I don't know what you're doing, Gene, but it's you.

I have installed *hundreds* of Linux distros this way, going back over
20y now. I almost never use the distro's own partitioning tool and I
never, EVER let it auto-partition unless it's a disposable VM with a
blank virtual disk that will only ever run a single OS.

I can personally attest that you can use DOS fdisk, Linux fdisk,
cfdisk, Partition Magic, GParted, and at a push even NT Disk Manager
to create your partitions and then use them in the installer with the
following distributions:
* Debian
* Red Hat Linux
* CentOS
* Fedora
* Crunchbang
* Arch
* Corel LinuxOS
* Caldera OpenLinux
* SUSE
* OpenSUSE
* SLES
* Lindows
* Linspire
* Xandros
* Mint
* Mint Debian Edition
* Mandrake
* Mandriva
* Slackware

I could go on but I've made my point. I have run every major distro
since 1995 and I have tried ALL of them on a variety of hardware as
well as VMs and _YES_, you can pre-create partitions and use them in
all of them.

Even Fedora which hates it.

The only one you can't are pre-configured servers such as SME Server,
ClarkConnect, OpenMediaVault, Smoothwall etc., where they _must_ do it
for you.

> IMNSHO  thats BS, and the *buntu installer therefore is broken.

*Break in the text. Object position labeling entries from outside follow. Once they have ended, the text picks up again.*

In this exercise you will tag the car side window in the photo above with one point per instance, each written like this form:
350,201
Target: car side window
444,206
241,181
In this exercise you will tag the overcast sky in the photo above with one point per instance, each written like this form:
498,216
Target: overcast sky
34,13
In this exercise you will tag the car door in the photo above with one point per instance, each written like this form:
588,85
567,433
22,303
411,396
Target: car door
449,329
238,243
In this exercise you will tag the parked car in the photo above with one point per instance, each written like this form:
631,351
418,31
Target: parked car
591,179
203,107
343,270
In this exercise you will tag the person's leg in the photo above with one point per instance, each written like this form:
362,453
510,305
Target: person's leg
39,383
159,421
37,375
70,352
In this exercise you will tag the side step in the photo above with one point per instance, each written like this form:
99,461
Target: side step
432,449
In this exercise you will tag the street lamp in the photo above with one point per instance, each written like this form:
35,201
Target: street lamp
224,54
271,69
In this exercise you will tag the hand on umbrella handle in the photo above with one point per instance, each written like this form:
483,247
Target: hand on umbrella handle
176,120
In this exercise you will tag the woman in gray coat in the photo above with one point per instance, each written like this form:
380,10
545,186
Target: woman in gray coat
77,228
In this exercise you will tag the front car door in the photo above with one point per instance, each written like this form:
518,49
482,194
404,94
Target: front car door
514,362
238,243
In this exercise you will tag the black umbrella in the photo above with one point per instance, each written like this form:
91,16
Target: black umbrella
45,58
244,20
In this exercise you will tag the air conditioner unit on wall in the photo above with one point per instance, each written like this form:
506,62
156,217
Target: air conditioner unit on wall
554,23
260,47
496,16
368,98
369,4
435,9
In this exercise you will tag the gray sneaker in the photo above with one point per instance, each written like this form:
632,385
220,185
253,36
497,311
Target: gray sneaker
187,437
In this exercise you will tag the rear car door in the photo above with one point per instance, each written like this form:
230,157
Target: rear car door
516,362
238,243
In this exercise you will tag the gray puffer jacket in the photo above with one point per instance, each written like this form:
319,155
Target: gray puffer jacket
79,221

You're wrong. I am no greenhorn myself here, Gene, I am 50 next year
and I've been using Unix systems since 1988 and I am telling you that
YOU ARE WRONG.

I am sorry, but you are wrong.

What Colin and I and a million other are describing is the truth, and
I've done it with more Linux distros than I suspect you even know
exist because that's one of the things I do: I evaluate OSes and I
write about them, for money.

I have read you describe how you can't use NetworkManager because you
do not configure your network in a proper, standards-compliant way,
and you'd rather rip out part of the network stack of your OS and
hand-wire it than reconfigure your network in correctly with, for
instance, DHCP leases permanently assigned to MAC addresses and a
local name server.

I have read you describe how you control CNC mills with Linux boxes
and need a realtime kernel *but* you also want to run a full local
Internet client stack on those machines, with a web browser etc., and
you complain that it doesn't work. No, it doesn't, because that is not
something that a sensible sysadmin would want to do. You should use
realtime systems for machine control work and not have browsers etc.
on them at all, and you should browse the web and do email on a modern
distro with the standard kernel and all current patches.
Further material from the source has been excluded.